Die Forschungsergebnisse zeigen, dass Kinder mit rund vier Jahren beginnen, "Abkürzungen" zu nehmen. Im Alter von sechs Jahren nutzen sie sie im gleichen Ausmaß wie Erwachsene.

Bei zwei Experimenten wurden 288 Kinder bewertet, um festzustellen, ob sie numerische, soziale oder beide Arten von Informationen für das Treffen von Entscheidungen nutzen.
Was dabei herauskam: 95 Prozent der Sechsjährigen gebrauchen nur die soziale Informationen. Bei den Fünfjährigen lag dieser Wert bei 70 Prozent. Bei den Vierjährigen bei nur 45 Prozent.

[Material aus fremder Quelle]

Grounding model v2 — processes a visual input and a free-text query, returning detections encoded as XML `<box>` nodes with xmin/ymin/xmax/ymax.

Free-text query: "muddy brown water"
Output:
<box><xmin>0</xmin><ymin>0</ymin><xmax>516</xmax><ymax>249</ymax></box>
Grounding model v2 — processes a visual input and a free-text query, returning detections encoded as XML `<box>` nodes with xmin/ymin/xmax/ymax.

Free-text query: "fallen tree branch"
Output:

Schnell ist nicht immer gut

Erwachsene neigen ebenfalls nicht dazu, alle vorhandenen Informationen zu nutzen. Ein möglicher Grund dafür ist, dass das viel Zeit kostet und einen hohen Aufwand an geistiger Energie erfordert. Laut Denison ist das Nutzen dieser Abkürzungen tatsächlich sehr effektiv. "Wir müssen uns aber bewusst sein, dass sie zu Fehlern führen können."

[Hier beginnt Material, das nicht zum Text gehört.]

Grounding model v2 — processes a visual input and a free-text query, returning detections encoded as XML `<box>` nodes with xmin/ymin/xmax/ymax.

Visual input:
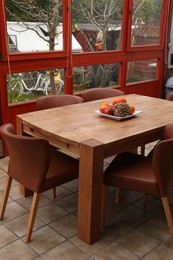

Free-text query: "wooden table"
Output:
<box><xmin>17</xmin><ymin>94</ymin><xmax>173</xmax><ymax>244</ymax></box>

Manchmal sei es daher sinnvoll, mehr nachzudenken und sich die Zeit zu nehmen, alle Informationen zu berücksichtigen.

Die Menge an Zeit, die für das Verarbeiten von Informationen aufgewendet wird, könnte auch von der Wichtigkeit der Entscheidung abhängen, die getroffen werden soll. Daher sei es wichtig, darüber nachzudenken, wo sich der Aufwand lohnt und wo eher nicht. Die Ergebnisse wurden im "Journal of Experimental Child Psychology" veröffentlicht.